NA: I’ve heard a lot of conversation around whether we should be writing
in local languages – I know the great Ngũgĩ wa Thiong’o is a big advocate of this, but what I’ve always found
interesting is the assumption that everyone who speaks Twi or Lingala or Shona knows
how to read and write in Twi or Lingala or Shona. There’s a difference between
telling a good story over the phone, and writing a good story in a letter. In
both cases, words matter but in the latter case, everything matters.
Punctuation, grammar, metaphors, adjectives, – everything. And whilst I think
it is more than possible to write a beautifully and expertly crafted story in
Swahili, a lot of the African writers we know and love were taught the British curriculum
so they have perfected their writing skills and developed their various styles
One of the reasons
I hold Half of A Yellow Sun so close to my heart is because it was the first
time I saw my language written down in a book – it was probably one word at the
end of an English sentence, but it meant so much to me – so I do appreciate the
power of incorporating local languages into our literature, but sometimes I do
find the call to write exclusively in local languages a bit unrealistic for
writers who don’t have the skillset to do so.

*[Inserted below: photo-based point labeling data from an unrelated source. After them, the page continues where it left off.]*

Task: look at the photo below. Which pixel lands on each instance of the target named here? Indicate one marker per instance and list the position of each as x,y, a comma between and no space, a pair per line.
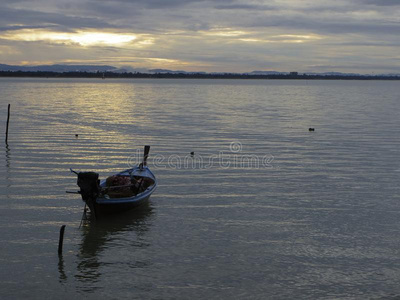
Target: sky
360,36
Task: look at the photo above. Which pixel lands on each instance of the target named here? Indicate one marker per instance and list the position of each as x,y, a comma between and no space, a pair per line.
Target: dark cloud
36,19
244,7
382,2
234,35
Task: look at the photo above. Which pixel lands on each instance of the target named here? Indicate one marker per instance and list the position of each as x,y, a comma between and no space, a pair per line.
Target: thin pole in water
61,239
8,121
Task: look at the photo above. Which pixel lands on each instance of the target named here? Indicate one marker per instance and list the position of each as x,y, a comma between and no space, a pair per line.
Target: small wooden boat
118,193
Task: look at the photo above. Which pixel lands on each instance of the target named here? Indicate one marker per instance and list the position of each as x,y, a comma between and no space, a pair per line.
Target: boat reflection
105,239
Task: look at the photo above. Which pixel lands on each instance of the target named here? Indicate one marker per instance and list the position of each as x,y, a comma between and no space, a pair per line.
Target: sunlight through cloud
82,38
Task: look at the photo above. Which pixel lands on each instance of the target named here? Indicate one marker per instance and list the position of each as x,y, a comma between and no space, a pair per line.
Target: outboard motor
89,184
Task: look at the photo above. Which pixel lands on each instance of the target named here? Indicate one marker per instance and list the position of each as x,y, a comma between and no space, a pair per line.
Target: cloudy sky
205,35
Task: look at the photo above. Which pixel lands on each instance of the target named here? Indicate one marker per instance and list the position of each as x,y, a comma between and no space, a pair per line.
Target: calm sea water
264,210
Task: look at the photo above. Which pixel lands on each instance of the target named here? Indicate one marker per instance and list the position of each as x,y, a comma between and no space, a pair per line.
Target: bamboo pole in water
8,122
61,239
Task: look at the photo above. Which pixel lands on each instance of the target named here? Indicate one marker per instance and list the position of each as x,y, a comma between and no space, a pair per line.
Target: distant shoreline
100,75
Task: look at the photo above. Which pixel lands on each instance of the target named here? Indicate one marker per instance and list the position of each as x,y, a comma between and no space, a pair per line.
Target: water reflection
8,166
104,240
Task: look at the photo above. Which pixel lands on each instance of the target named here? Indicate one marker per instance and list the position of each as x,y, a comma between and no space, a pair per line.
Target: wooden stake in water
8,121
61,239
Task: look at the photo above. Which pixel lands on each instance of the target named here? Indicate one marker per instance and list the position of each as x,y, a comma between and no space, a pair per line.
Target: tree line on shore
46,74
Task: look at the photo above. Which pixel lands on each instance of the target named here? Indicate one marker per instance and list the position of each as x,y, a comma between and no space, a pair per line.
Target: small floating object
118,193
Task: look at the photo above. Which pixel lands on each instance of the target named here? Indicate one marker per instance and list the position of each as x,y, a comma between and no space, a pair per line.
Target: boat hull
106,206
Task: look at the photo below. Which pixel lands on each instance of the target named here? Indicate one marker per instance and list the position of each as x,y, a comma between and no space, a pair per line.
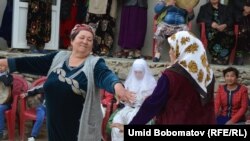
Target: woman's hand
222,27
123,94
118,125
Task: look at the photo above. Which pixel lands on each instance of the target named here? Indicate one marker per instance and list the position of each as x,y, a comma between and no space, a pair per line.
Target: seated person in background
171,19
141,82
231,100
40,110
6,99
219,30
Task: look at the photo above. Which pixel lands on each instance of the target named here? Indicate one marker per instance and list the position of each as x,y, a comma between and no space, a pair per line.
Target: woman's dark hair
231,69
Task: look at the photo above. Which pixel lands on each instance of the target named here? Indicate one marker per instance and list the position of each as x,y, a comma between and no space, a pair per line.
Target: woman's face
230,78
139,74
172,55
83,42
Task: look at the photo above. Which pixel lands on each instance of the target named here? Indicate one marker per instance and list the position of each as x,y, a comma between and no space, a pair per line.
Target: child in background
231,101
141,82
40,110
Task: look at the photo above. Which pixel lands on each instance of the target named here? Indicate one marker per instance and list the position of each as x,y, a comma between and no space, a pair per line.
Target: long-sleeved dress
64,107
175,101
231,105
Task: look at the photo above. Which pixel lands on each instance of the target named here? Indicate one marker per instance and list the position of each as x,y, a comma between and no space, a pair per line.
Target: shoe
130,55
31,139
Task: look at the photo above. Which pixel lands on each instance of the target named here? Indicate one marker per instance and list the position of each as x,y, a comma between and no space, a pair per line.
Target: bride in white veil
141,82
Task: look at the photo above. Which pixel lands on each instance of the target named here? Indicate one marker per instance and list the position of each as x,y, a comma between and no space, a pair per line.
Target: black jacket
206,15
139,3
237,7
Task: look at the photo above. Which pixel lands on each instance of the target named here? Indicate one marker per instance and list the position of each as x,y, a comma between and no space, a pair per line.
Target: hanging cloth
39,23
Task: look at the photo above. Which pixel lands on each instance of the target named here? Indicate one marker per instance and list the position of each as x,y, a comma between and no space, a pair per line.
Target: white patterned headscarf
191,55
147,83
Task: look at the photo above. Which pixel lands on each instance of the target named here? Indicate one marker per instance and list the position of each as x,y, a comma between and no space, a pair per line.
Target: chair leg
11,129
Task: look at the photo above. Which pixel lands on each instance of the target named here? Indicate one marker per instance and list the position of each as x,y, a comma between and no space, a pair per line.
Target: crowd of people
74,78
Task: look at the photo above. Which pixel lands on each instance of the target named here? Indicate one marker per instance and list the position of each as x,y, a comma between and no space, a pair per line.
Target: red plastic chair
111,106
204,40
154,30
20,86
28,113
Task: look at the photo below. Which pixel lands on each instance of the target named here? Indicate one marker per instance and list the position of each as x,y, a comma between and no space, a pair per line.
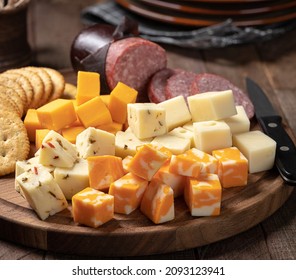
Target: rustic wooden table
52,26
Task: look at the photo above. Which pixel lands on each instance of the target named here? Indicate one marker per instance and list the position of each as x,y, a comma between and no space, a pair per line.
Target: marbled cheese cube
146,119
210,106
177,112
158,202
95,142
92,208
203,195
212,135
72,180
258,148
128,192
57,151
240,122
147,161
42,192
233,167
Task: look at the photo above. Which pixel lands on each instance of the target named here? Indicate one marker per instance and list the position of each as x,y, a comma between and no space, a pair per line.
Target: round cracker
58,81
14,143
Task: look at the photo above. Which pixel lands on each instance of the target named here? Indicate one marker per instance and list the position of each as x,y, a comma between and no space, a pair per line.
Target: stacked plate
198,13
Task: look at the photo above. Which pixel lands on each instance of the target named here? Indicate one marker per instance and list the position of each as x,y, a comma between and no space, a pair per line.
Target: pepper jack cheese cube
128,192
147,161
72,180
57,114
210,106
57,151
104,170
120,96
233,167
95,142
88,86
203,195
212,135
177,112
146,119
92,208
258,148
42,192
158,202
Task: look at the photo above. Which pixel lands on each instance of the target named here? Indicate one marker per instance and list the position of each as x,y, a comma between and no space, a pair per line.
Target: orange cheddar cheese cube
32,123
88,86
120,96
175,181
57,114
92,207
203,195
128,192
158,202
233,167
93,113
147,161
104,170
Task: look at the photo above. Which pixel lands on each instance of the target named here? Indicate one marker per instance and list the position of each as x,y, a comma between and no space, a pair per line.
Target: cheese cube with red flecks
92,208
203,195
233,167
158,202
128,192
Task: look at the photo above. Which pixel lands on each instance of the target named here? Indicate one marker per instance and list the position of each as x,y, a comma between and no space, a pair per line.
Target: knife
271,123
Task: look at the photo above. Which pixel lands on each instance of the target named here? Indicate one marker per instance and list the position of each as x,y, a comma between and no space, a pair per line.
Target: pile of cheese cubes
171,149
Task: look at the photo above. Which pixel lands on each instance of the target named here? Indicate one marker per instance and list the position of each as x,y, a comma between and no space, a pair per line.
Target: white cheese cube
258,148
175,144
95,142
72,180
42,192
210,106
57,151
177,112
126,143
146,119
212,135
240,122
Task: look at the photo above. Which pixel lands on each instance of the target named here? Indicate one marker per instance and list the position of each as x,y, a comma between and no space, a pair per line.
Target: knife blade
271,123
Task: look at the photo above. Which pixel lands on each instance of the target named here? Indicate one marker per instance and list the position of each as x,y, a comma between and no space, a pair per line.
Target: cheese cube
92,208
158,202
147,161
104,170
177,112
126,143
240,122
95,142
120,96
57,114
72,180
32,123
210,106
128,192
203,195
233,167
57,151
175,144
42,192
258,148
175,181
88,86
93,112
146,120
212,135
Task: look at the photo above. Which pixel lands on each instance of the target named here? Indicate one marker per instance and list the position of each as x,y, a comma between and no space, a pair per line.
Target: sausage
205,82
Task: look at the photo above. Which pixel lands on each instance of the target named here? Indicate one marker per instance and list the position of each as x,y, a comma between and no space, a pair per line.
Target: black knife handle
285,150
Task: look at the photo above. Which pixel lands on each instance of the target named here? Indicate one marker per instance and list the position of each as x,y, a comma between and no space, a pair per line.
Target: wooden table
52,26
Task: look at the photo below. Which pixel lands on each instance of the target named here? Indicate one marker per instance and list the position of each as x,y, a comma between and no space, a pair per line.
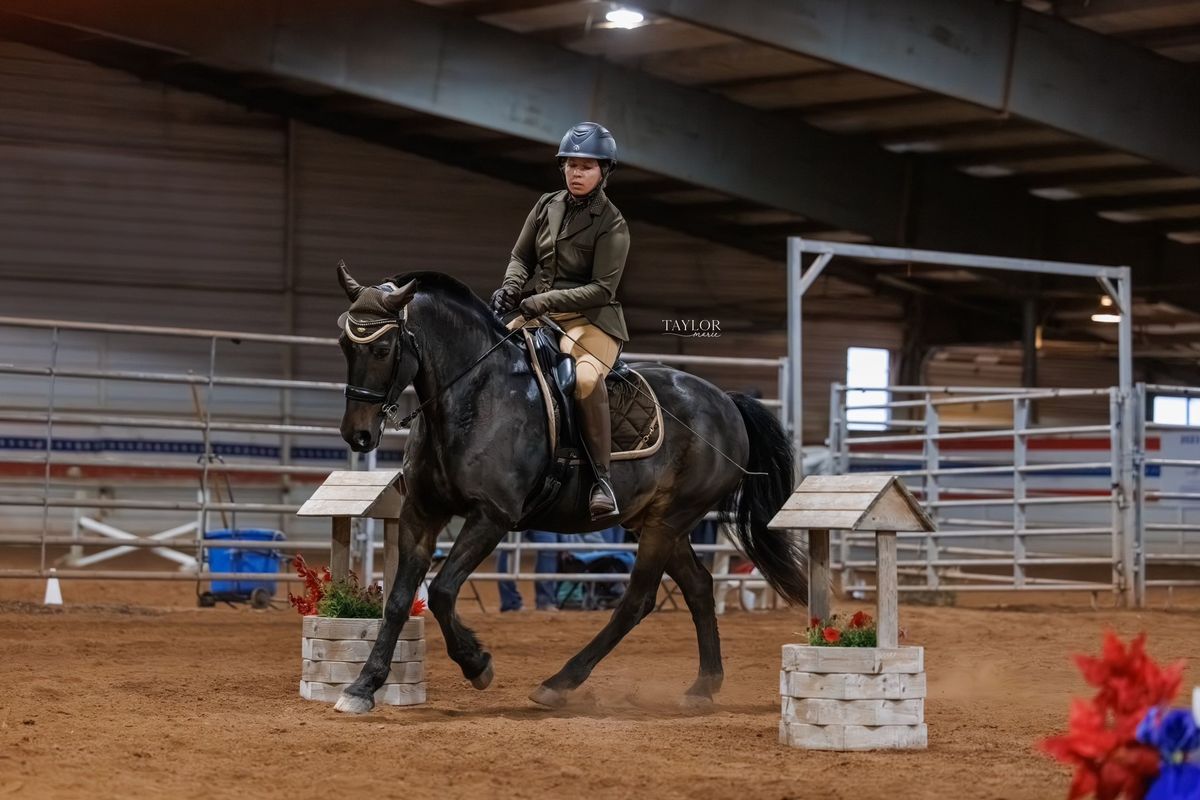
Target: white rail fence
1032,489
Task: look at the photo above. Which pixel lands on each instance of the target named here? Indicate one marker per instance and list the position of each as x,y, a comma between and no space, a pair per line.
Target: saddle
559,499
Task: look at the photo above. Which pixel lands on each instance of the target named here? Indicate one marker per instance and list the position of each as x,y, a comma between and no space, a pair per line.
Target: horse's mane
449,287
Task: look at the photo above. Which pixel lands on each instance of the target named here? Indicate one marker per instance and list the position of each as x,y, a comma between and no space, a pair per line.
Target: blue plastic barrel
229,559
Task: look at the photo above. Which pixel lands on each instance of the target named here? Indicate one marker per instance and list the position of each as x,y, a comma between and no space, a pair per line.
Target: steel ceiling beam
442,64
997,55
438,64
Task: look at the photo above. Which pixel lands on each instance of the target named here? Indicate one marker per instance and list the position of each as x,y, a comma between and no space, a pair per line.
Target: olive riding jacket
577,265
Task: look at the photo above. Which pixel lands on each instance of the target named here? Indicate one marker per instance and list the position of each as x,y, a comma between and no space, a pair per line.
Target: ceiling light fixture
625,18
1104,314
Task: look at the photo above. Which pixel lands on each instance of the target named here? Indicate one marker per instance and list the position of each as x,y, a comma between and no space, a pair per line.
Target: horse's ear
400,298
348,283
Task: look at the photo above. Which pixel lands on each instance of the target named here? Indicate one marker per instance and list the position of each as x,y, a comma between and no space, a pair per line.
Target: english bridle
365,331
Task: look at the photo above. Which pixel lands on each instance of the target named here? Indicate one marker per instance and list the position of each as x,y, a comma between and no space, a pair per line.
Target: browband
360,331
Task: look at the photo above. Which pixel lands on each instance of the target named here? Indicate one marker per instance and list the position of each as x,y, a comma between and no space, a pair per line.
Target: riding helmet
589,140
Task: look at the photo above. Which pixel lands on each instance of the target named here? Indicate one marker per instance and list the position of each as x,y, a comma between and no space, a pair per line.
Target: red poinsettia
1129,681
318,585
313,587
1101,740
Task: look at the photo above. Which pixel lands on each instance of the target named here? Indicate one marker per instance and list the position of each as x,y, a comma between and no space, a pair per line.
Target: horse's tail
757,498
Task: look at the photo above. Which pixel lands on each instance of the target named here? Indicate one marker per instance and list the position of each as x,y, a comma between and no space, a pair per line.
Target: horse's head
381,356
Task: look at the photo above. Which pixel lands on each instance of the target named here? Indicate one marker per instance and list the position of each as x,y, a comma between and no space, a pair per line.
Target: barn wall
127,202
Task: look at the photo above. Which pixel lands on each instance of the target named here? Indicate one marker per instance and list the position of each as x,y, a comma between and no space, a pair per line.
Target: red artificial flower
1129,681
313,585
1107,763
1101,741
861,619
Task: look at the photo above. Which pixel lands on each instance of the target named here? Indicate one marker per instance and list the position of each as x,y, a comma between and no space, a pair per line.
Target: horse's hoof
484,679
551,698
352,704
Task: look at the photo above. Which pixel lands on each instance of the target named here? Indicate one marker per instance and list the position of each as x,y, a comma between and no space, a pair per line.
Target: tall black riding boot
598,437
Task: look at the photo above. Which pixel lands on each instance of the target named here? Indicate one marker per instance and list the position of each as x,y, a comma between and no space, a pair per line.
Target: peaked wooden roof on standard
852,503
355,493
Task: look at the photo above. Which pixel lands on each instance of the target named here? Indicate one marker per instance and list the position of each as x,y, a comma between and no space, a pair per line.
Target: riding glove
535,305
505,299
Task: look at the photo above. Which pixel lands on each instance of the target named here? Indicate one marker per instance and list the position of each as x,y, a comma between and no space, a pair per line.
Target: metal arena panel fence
1032,489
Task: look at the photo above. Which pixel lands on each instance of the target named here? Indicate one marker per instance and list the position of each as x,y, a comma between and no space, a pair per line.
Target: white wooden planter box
335,649
852,698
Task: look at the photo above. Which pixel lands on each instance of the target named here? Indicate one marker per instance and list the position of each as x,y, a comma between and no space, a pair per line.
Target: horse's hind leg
653,553
479,537
696,583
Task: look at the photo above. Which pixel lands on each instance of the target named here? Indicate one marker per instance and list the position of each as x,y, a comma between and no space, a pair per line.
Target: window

SNI: I do share that opinion really. Now going a bit personal, you describe
yourself on your website as a Nigerian-Londoner. Tell me about that. What’s
your relationship with the African continent like? Where is home to you?
NA:Lol I’ve actually slightly amended that
description. I think of myself as a ‘Pan-African Londoner’ which speaks to a
lot of different parts of your question. Why Pan-African instead of Nigerian?
Well I remember having a conversation on a podcast a few years ago and making a
point that to be Nigerian means so many things that it almost doesn’t mean
anything. There are so many rich and beautiful expressions of Nigerian culture
which is great, but it means that I can attend a Yoruba friend’s traditional
engagement, observe the elaborate ceremony in awe, but still have no idea on
what was going on half of the time. Although I may spot a similarity between
their ceremony and an Igbo ceremony, I also spotted countless similarities when
I read about the matrimonial traditions in this story about a
Ugandan wedding engagement. So the idea of having one static
identity because of a meeting between colonial powers in 1884 is still tricky
for me to reconcile in my head but, having said that, when the Olympics come
around later this year, I’ll definitely be Nigerian. My Green White Green will
be flying high.
Where is home? Whew.
That’s a big question, and one I’ve been thinking about a lot recently. I’m
still trying to crystallize my thoughts on this and hope to explore it further
with AFREADA but for now, my go-to response would be to point people towards this TED
talk by Taiye Selasi.
SNI: I will be checking that out surely. Now, besides Ofe akwu, what other
Nigerian delicacy will you possibly be caught day dreaming about?
NA: Lol Seafood Okro. For sure.
SNI: Finally, besides AFREADA and the new role at HarperCollins, what other
interesting projects are you up to.
NA: There is one more actually – from now until the foreseeable future, I
shall be focusing on a new project where I try to sleep for 7-8 hours a night. It’s
not going as well as I’d hoped so far but I’ll keep you posted on my progress.